Bathroom Renovations: Changes for People with Limited Mobility

What Are Those Tiny Ants In Your Bathroom?

If you find a trail of tiny ants in your bathroom that range from yellow to reddish-brown in color, you might think that you have a sugar ant infestation. The pests in your bathroom may be pharaoh ants, which behave similar to sugar ants. Pharaoh ants can build multiple nesting sites in your home, including in the baseboards and walls of your bathroom. Here's more details about pharaoh ants, why the pests infest your bathroom, and what you can do to eliminate them.

What Are Pharaoh Ants?

Like sugar ants, pharaoh ants love to eat sugary things. However, pharaoh ants can also consume items made with fat and oil. The pests are some of the smallest ants to invade homes, generally ranging from 1/2 to 2 millimeters long. Sugar ants tend to range from 5 to 15 millimeters long and are orange-brown in color. 
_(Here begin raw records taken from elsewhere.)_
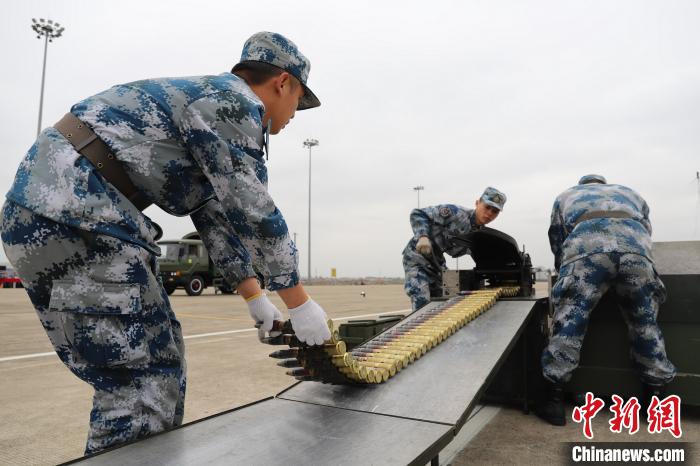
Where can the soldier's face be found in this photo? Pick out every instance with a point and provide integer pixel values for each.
(287, 100)
(485, 213)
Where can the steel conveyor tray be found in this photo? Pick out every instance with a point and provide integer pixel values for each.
(443, 385)
(406, 420)
(281, 432)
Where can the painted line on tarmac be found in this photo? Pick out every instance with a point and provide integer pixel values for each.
(27, 356)
(202, 335)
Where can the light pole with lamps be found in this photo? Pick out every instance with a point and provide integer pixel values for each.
(50, 31)
(418, 189)
(310, 143)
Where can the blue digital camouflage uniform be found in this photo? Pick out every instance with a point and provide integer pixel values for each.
(601, 238)
(441, 224)
(86, 255)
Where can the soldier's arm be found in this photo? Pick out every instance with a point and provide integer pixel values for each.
(221, 132)
(225, 249)
(423, 219)
(556, 234)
One of the problems with pharaoh ants is their ability to hide in places you can't easily access, such as behind your walls. The pests generally forage for food any time of the day and night. They also release a special chemical once they find food. Other ants follow the chemical's scent to the food source. In the case of your bathroom, the food source might be your fragrant bars of soap.

Most soap contains fat as an ingredient. The ants consume the fat or take it back to their nests. The pests will create a long trail that leads directly between the new food source and their nests. If you disturb the trail, the ants will most likely scatter out. However, you may expect the ants to create a new trail to reach the soap.

How Do You Get Rid of Pharaoh Ants?

If you haven't done so already, contact ant pest control services to help you get rid of your pest problem. Pharaoh ants can rebuild new nesting sites if you disturb their old ones with bug spray or another chemical that can penetrate the crevices between your flooring and walls. Instead of creating new headaches, pest control can place bait stations around your home that entice the ants to feed. The baits typically contain slow-acting poisons, so keep all pets and children away from them.

It may take a little while for the bait to take affect on the colony. To eliminate the colony, you must get rid of the queens. Queens can reproduce rapidly, so only treating the ants you see won't solve your pest problem completely.

To keep the ants away from your home, use bottled soap cleansers instead of bar soaps. Be sure to rinse and dry the containers immediately after use. Also, follow the same steps with shampoos and conditioners, since these products can also contain fatty ingredients.